Sommaire
Le fabricant de cocottes en fonte émaillée Le Creuset a été récemment rappelé à l’ordre par les autorités pour des rejets excessifs de cadmium. Ce métal lourd, classé comme cancérigène, a été détecté à des niveaux supérieurs aux normes en vigueur dans les eaux usées de son usine historique située à Fresnoy-le-Grand, dans l’Aisne.
Des dépassements répétés en 2025
Selon un arrêté préfectoral pris en février, la station d’épuration industrielle de la fonderie a enregistré sept dépassements des seuils autorisés entre février et octobre 2025. L’un de ces épisodes, survenu en septembre 2025, présentait une concentration de cadmium deux fois supérieure à la limite légale.
C’est la première fois qu’une telle procédure d’urgence vise ce site de production. Suite à une inspection menée fin 2025, la direction de l’entreprise a collaboré avec les services de l’État pour corriger la situation. Le Creuset a notamment stoppé le déversement de poussières fines dans ses eaux usées et instauré un système de traçabilité renforcé depuis le début de l’année 2026.

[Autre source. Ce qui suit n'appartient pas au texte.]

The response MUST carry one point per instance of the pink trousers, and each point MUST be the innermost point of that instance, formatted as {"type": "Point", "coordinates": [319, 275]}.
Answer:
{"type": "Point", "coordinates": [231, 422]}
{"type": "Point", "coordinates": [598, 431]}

Précisions sur l’usage du cadmium
L’entreprise précise que le cadmium est utilisé exclusivement dans les pigments de l’émail extérieur pour certaines couleurs spécifiques, afin de préserver leur éclat lors des cuissons à haute température. Le groupe assure que ce métal est encapsulé dans la structure vitreuse de l’émail et n’entre jamais en contact avec les aliments, la composition de l’émail intérieur étant différente.
Par ailleurs, le fabricant souligne que les boues issues du traitement de ses eaux industrielles ne sont jamais utilisées pour l’épandage sur des terres agricoles. Elles sont systématiquement prises en charge par des prestataires spécialisés et agréés pour leur traitement.
Un enjeu de santé publique
Cette mise en demeure intervient dans un contexte de surveillance accrue des métaux lourds en France. Un rapport de l’Anses publié en mars 2026 indique que près de la moitié de la population française présente une exposition au cadmium supérieure aux valeurs sanitaires de référence. Si l’alimentation reste la source principale d’exposition via les sols et les fertilisants, la maîtrise des rejets industriels demeure un enjeu environnemental majeur.